Just about one week ago I had another idea how I could get it working, and it actually worked. The solution was to just unplug the wifi stick at boot, then enable tracing and plug in the stick again(I don't know why I didn't try that a few months ago tbh). I've sent the two files(dmesg and tracing) to Mathias Nyman again, but this time he didn't respond(I've sent the mail on July 11th). 

Should I send the whole tracing file and dmesg log to the mailing list instead?

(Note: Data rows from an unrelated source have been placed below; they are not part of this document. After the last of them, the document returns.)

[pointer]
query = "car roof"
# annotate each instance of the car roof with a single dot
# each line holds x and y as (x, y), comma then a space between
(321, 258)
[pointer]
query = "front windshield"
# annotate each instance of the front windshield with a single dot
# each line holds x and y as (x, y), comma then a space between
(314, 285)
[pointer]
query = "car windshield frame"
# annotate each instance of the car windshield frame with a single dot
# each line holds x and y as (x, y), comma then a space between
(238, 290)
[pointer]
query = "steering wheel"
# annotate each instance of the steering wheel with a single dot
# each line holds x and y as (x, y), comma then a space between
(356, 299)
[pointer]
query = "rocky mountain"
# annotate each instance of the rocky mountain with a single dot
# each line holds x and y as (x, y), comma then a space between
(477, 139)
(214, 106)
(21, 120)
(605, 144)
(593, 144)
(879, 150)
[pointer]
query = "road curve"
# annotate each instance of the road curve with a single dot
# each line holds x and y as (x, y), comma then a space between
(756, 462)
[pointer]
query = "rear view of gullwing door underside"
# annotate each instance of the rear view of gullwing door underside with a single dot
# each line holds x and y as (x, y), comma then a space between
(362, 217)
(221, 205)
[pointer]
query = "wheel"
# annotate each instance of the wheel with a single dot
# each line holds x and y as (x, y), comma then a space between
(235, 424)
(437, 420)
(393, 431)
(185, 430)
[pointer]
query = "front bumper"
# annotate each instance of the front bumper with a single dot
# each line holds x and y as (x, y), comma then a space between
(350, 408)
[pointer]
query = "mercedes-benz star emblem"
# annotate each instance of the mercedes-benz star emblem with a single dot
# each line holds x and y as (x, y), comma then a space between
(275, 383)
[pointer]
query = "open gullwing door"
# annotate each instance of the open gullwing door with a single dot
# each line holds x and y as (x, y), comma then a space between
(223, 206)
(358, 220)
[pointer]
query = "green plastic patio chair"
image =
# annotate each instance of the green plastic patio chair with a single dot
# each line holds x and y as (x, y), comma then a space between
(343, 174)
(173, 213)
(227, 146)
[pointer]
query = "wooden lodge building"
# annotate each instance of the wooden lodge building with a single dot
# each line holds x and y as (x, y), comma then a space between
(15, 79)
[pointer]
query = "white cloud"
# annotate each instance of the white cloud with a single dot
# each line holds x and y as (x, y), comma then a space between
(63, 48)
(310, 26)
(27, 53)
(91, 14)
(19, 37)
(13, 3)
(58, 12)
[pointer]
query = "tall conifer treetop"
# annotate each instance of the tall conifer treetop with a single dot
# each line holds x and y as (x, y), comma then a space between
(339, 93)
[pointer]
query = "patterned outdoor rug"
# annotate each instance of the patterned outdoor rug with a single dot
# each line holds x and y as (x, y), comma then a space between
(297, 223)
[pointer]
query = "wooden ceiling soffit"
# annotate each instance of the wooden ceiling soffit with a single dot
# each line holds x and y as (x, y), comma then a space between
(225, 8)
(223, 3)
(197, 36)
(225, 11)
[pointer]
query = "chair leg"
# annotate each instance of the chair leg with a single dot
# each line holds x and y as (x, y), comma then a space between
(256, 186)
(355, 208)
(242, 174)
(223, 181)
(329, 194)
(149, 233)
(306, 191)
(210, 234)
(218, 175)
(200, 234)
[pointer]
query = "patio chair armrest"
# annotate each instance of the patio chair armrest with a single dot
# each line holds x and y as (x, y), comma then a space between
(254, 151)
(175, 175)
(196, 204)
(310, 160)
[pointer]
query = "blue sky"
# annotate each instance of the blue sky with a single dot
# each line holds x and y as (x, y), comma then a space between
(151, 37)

What is the preferred way to send files that are too big for an e-mail(tracing is around 17.6MB in size)?
Comment 47 Stanislaw Gruszka 2019-07-22 07:54:20 UTC
Bernhard, thanks for the update and provide debug data to the maintainer.

I think you should ping him on mailing list and ask if anything else need to be provided or how to precede otherwise. Maybe we can we just revert the patch?

This issue is annoying and I see more users entering it (and blaming mt76x0u or rt2800usb drivers). It should not be hard to fix since is regression (commit causing it is known) and is reproducible.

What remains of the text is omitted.